When I say it's not a rational belief, I don't mean that people who hold that belief are utterly irrational. I mean that it is not a belief that is rationally arrived at, or held for rational reasons.
I can agree with this. Until I experienced this phenomena, first hand, I didn't believe in it either. However, once you find yourself at the center of a brilliant star, looking outwards... in all directions, simultaneously... it does tend to make you go, "Hmmm." One of ones first thoughts is, "This can't be real." At the very least, such an experience effectively bends ones idea of what constitutes reality.
No one examines the evidence and deduces the existence of a soul, as you demonstrate yourself.
Indeed. Until I saw it "up close and personal", the "soul" was a fairly amorphous construct in my young mind.
You think the existence of the soul to be necessary within the framework of other beliefs you hold dear -- beliefs that are also not deductions from the evidence. You wish to maintain these beliefs and your understanding of them, so you hold the existence of a soul to be necessary. While this is a rational process within the context of your beliefs, that context itself is arbitrarily chosen, and not rationally arrived at.
Speaking for myself, it wasn't like that at all. The experience literally blew my concept of reality to tiny smithereens. If the truth be told, I realized that what we regard as "real", wasn't as real as it appears to be. Likewise, I also understood that what is regarded as "unreal" was considerably more realistic than I had ever dared imagine. Happily, I was able to mesh the two together by rationalizing that things are, simply put, not what they seem.

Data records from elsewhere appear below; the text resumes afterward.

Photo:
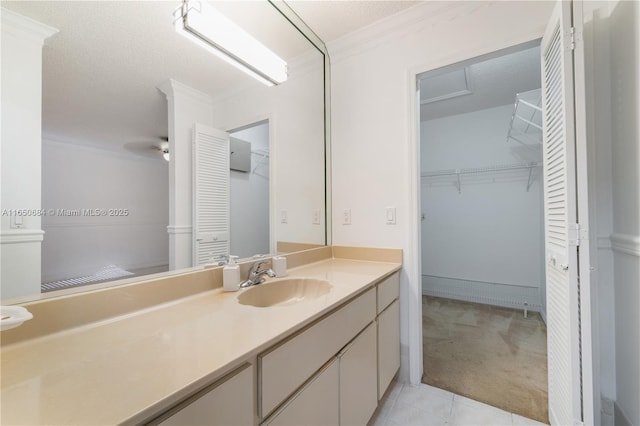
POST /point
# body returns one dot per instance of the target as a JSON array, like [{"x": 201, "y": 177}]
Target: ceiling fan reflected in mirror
[{"x": 150, "y": 149}]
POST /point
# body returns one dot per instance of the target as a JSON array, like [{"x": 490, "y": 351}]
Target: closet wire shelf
[{"x": 479, "y": 170}]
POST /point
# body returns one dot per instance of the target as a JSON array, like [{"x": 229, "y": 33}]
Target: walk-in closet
[{"x": 482, "y": 230}]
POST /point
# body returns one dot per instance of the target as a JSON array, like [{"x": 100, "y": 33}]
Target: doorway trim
[{"x": 413, "y": 257}]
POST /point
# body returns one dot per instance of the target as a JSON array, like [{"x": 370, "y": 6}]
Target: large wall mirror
[{"x": 107, "y": 133}]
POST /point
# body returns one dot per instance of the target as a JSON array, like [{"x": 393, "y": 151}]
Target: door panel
[{"x": 562, "y": 235}]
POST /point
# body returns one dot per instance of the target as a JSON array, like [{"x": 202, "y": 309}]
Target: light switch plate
[{"x": 391, "y": 215}]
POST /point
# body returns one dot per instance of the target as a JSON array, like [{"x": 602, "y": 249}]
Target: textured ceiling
[
  {"x": 332, "y": 19},
  {"x": 101, "y": 71}
]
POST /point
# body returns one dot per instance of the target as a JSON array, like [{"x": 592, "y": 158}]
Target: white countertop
[{"x": 129, "y": 368}]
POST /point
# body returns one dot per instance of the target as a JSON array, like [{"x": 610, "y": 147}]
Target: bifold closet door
[
  {"x": 566, "y": 363},
  {"x": 210, "y": 193}
]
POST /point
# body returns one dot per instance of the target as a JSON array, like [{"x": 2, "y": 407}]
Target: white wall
[
  {"x": 249, "y": 198},
  {"x": 598, "y": 91},
  {"x": 491, "y": 234},
  {"x": 81, "y": 177},
  {"x": 625, "y": 143},
  {"x": 374, "y": 154},
  {"x": 295, "y": 110},
  {"x": 22, "y": 41}
]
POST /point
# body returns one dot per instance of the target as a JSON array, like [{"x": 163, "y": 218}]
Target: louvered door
[
  {"x": 562, "y": 238},
  {"x": 210, "y": 193}
]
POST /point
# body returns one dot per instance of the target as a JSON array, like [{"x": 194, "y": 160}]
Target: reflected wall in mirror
[{"x": 109, "y": 203}]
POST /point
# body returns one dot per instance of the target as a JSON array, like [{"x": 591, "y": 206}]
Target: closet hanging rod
[{"x": 476, "y": 170}]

That said, I do agree that someone simply deciding to believe in the soul is a bit more than absurd. At best it is an emotional reaction to perceived reality with a dollop of your proverbial wing on a prayer. Sadly, I never equated any religious identifications with my personal view of "soul". Not even slightly. We may as well be describing two separate beasts. Though the experience did give me a few glimpses into the nature of "god", it also simultaneously evaporated any notions held to be true by your garden variety theist in regards to the "soul".
That's what I mean when I say it's not a rational belief -- it is ultimately something that is accepted on the basis of authority or tradition. It is not based on fact or evidence.

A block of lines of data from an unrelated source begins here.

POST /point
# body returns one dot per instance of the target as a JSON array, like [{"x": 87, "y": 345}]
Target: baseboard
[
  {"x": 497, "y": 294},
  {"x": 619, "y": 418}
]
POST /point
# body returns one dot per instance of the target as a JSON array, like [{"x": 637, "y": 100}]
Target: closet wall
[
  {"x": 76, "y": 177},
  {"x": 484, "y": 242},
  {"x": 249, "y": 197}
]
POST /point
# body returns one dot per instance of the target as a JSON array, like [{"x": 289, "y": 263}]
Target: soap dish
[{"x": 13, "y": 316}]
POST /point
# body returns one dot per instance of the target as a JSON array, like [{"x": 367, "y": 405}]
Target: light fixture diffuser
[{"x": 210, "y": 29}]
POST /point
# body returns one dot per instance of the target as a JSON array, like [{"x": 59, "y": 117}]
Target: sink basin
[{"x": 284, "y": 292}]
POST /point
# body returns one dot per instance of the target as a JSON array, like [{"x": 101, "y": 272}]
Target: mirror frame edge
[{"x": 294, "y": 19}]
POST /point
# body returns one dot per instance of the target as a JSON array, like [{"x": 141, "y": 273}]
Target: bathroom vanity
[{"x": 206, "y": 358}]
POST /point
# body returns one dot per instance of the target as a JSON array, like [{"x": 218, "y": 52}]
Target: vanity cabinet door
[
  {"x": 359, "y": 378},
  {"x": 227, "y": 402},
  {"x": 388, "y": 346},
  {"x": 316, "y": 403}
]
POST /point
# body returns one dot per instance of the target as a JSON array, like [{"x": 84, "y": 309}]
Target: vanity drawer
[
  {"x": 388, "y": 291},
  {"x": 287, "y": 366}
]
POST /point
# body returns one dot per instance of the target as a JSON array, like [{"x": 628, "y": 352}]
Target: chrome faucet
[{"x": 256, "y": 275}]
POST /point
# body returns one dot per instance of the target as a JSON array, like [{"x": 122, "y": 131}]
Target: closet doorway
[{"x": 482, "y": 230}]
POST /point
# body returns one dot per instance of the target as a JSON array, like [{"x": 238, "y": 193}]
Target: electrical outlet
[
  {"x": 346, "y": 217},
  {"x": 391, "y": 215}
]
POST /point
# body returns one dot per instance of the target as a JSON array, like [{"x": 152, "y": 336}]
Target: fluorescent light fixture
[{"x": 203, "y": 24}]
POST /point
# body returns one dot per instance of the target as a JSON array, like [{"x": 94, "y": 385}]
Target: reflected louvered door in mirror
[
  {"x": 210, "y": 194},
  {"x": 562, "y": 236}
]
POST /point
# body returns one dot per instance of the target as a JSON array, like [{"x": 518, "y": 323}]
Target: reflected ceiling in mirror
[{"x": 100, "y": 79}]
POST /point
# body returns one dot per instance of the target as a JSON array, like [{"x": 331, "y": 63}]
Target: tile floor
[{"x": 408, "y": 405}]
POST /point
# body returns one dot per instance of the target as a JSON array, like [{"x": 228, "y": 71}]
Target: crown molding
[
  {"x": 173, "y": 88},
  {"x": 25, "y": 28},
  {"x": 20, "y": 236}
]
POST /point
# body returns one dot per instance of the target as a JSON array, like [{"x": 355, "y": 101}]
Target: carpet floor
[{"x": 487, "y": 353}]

Again, I agree. Without the experience, it is all for not, as they cannot, stress on CANNOT, imagine what they are dealing with nor the inherent implications.

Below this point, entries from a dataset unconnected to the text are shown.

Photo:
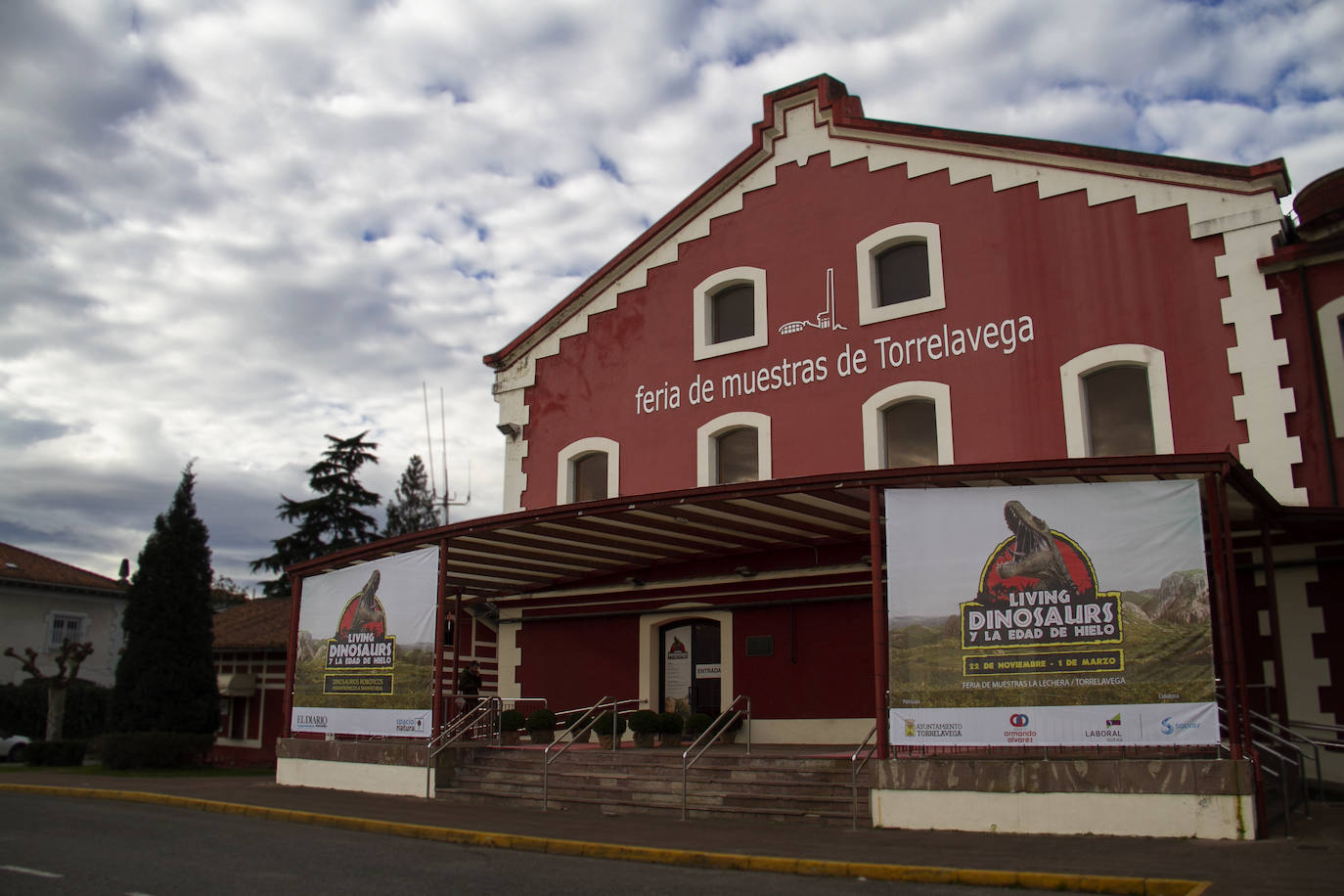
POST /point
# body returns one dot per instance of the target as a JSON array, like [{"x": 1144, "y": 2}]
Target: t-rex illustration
[
  {"x": 1034, "y": 551},
  {"x": 369, "y": 611}
]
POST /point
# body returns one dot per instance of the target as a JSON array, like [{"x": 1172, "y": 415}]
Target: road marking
[{"x": 28, "y": 871}]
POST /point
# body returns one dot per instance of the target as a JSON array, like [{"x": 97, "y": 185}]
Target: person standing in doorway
[{"x": 470, "y": 686}]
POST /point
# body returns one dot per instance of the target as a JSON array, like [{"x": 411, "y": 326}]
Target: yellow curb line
[{"x": 686, "y": 857}]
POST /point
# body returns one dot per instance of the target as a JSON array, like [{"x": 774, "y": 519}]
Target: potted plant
[
  {"x": 511, "y": 727},
  {"x": 644, "y": 723},
  {"x": 669, "y": 729},
  {"x": 541, "y": 726},
  {"x": 575, "y": 724},
  {"x": 607, "y": 727}
]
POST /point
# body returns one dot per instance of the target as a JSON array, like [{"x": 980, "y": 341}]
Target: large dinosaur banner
[
  {"x": 365, "y": 659},
  {"x": 1050, "y": 614}
]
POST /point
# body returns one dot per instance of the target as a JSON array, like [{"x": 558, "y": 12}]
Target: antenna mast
[{"x": 448, "y": 499}]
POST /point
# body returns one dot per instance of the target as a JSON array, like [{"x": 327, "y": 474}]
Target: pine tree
[
  {"x": 412, "y": 507},
  {"x": 333, "y": 520},
  {"x": 165, "y": 677}
]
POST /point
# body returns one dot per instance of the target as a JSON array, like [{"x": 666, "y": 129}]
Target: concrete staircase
[{"x": 772, "y": 784}]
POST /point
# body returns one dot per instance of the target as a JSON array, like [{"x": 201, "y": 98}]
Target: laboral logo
[
  {"x": 1039, "y": 587},
  {"x": 1111, "y": 730}
]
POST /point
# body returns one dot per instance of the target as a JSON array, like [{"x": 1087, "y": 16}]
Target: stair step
[{"x": 816, "y": 788}]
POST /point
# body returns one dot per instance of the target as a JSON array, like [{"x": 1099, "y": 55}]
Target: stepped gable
[
  {"x": 257, "y": 625},
  {"x": 1182, "y": 598}
]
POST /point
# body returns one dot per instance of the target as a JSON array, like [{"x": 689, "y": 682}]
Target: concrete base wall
[
  {"x": 371, "y": 767},
  {"x": 1122, "y": 797},
  {"x": 809, "y": 731},
  {"x": 1210, "y": 817}
]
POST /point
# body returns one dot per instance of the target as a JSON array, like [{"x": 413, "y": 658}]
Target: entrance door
[{"x": 691, "y": 668}]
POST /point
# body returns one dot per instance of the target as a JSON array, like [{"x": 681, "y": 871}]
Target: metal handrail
[
  {"x": 856, "y": 766},
  {"x": 456, "y": 731},
  {"x": 1287, "y": 735},
  {"x": 1283, "y": 760},
  {"x": 588, "y": 720},
  {"x": 717, "y": 727}
]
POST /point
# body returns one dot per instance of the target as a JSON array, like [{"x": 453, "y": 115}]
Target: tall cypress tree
[
  {"x": 412, "y": 507},
  {"x": 165, "y": 679},
  {"x": 331, "y": 521}
]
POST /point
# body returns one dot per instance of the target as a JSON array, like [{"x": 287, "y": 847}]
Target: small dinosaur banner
[{"x": 1069, "y": 614}]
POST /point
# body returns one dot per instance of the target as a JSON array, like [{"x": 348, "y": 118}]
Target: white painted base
[
  {"x": 847, "y": 733},
  {"x": 1206, "y": 817},
  {"x": 397, "y": 781}
]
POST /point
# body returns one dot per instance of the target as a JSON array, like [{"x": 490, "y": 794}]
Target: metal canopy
[{"x": 563, "y": 547}]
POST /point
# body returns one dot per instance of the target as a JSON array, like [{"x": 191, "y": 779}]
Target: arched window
[
  {"x": 730, "y": 312},
  {"x": 737, "y": 456},
  {"x": 1120, "y": 413},
  {"x": 588, "y": 470},
  {"x": 899, "y": 272},
  {"x": 908, "y": 425},
  {"x": 1330, "y": 321},
  {"x": 1116, "y": 402},
  {"x": 734, "y": 448},
  {"x": 910, "y": 434}
]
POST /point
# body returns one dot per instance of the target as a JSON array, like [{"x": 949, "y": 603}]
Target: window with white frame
[
  {"x": 64, "y": 626},
  {"x": 1116, "y": 402},
  {"x": 908, "y": 425},
  {"x": 734, "y": 448},
  {"x": 1330, "y": 324},
  {"x": 730, "y": 312},
  {"x": 899, "y": 272},
  {"x": 588, "y": 470}
]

That said, I never rule out the possibility that what I have experienced, on hundreds of occasions, is little more than a bizarre delusion - an odd quirk of my psyche. Part of me believes that I MUST maintain the possibility that this is all an illusion - as the day I decide otherwise is the day I really will go off the deep end.
However... it is such a delicious illusion - if, indeed, that is what it truly is.